It might sound like something Dr. Evil would hang out in, but this is no spy-fi movie.

NASA’s Cold Atom Laboratory (CAL) might be around the size a suitcase, but what will go on inside is no less than extraordinary. The space agency intends to use this device aboard the ISS to expose atoms to a temperature that hovers a billionth of a degree above absolute zero. If you think the vacuum of space is cold, the CAL is ten billion times colder, and what it could tell us about how atoms and subatomic particles behave in these glacial conditions could reveal things about quantum physics that scientists have only dreamed of.

The CAL will use a vacuum chamber, along with lasers and an electromagnetic knife instrument, to slow down gas particles until they are nearly motionless by cancelling out their energy, initiating a deep freeze.

“As you cool atoms colder and colder, they become more quantum,” Robert Thompson, a CAL project scientist at NASA’s Jet Propulsion Laboratory in Pasadena, California, told NBC.

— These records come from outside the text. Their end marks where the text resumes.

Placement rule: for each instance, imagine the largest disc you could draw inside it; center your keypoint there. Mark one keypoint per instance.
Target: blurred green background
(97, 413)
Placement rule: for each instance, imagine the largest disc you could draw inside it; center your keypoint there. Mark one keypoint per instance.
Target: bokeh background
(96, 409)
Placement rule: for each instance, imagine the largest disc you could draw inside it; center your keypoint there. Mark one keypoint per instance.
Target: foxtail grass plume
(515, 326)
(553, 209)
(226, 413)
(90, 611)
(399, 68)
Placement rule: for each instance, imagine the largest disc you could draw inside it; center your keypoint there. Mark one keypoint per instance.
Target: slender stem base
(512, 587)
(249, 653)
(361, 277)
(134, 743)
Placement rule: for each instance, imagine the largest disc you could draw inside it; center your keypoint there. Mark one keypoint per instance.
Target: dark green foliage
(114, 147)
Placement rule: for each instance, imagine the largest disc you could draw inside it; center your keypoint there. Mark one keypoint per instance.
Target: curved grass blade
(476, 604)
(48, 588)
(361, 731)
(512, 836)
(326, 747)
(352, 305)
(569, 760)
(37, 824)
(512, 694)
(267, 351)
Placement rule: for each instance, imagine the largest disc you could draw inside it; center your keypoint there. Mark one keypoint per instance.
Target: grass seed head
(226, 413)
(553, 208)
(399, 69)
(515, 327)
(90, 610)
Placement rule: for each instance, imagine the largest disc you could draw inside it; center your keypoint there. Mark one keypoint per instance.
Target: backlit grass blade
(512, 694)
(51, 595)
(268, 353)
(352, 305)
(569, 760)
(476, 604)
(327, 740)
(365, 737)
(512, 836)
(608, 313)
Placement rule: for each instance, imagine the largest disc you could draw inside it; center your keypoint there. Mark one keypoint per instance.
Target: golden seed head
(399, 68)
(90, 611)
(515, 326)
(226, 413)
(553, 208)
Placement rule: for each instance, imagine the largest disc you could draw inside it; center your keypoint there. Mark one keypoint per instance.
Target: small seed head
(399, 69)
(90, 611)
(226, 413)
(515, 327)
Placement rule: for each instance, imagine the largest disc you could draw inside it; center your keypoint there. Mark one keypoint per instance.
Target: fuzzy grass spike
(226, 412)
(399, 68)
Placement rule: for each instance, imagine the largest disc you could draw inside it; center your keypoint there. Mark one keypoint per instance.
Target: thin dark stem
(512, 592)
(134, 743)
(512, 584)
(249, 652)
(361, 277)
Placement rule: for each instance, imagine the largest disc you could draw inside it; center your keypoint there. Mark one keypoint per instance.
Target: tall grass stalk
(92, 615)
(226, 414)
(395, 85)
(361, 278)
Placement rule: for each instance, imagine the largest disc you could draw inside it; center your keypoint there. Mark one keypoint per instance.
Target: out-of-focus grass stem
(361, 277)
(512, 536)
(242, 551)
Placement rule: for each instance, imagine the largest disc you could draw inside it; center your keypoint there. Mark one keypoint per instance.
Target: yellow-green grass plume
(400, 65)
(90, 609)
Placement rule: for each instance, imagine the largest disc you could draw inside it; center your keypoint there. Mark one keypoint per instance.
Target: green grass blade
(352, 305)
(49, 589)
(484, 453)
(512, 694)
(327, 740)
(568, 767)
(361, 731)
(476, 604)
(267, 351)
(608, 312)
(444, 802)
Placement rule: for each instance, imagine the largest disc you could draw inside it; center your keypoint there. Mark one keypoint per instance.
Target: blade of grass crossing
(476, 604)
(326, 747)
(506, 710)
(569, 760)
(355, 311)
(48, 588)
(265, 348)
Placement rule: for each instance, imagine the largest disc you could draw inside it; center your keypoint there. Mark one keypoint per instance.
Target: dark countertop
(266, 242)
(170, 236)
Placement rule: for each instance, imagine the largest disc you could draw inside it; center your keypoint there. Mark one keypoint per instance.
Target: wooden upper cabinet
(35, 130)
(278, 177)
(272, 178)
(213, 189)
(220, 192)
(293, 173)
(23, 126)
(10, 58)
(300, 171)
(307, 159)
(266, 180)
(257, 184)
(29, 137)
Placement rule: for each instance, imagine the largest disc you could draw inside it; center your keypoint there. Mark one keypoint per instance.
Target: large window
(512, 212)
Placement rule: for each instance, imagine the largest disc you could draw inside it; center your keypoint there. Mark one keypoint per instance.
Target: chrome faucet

Atoms only get weirder once temperatures plummet that far. A quantum physics takeover happens when they form what is known as a Bose-Einstein condensate, a strange superfluid state of matter that behaves more like waves than particles, defying the laws of physics as we know them. Superfluids are a type of fluid with zero viscosity in which atoms move without friction to slow down their kinetic energy, as if they were all one substance.  

Studying atoms in this state could unravel quantum mysteries such as why the same particle can exist in two places simultaneously, but Earth’s gravity has presented serious obstacles to observing a Bose-Einstein condensate for any more than fractions of a millisecond—until now. Microgravity allows atoms to stay in superfluid waves for longer periods of time (as in five to ten seconds). Understanding the physics of superfluids could help us figure out how to transfer energy more efficiently.

"Studying these hyper-cold atoms could reshape our understanding of matter and the fundamental nature of gravity," said Thompson. "The experiments we'll do with the Cold Atom Lab will give us insight into gravity and dark energy—some of the most pervasive forces in the universe."

Further applications of superfluid physics could level up technology used in spacecraft navigation, including sensors, atomic clocks, and quantum computers. Used in GPS, atomic clocks use cold atoms to accurately measure time, and measure where you are on Earth by how long signals take to travel. Your PC couldn’t even imagine solving the problems that could be processed by a superfast quantum computer with an advanced artificial brain.

Now on board the ISS, the CAL is expected to start its quantum wizardry in late September.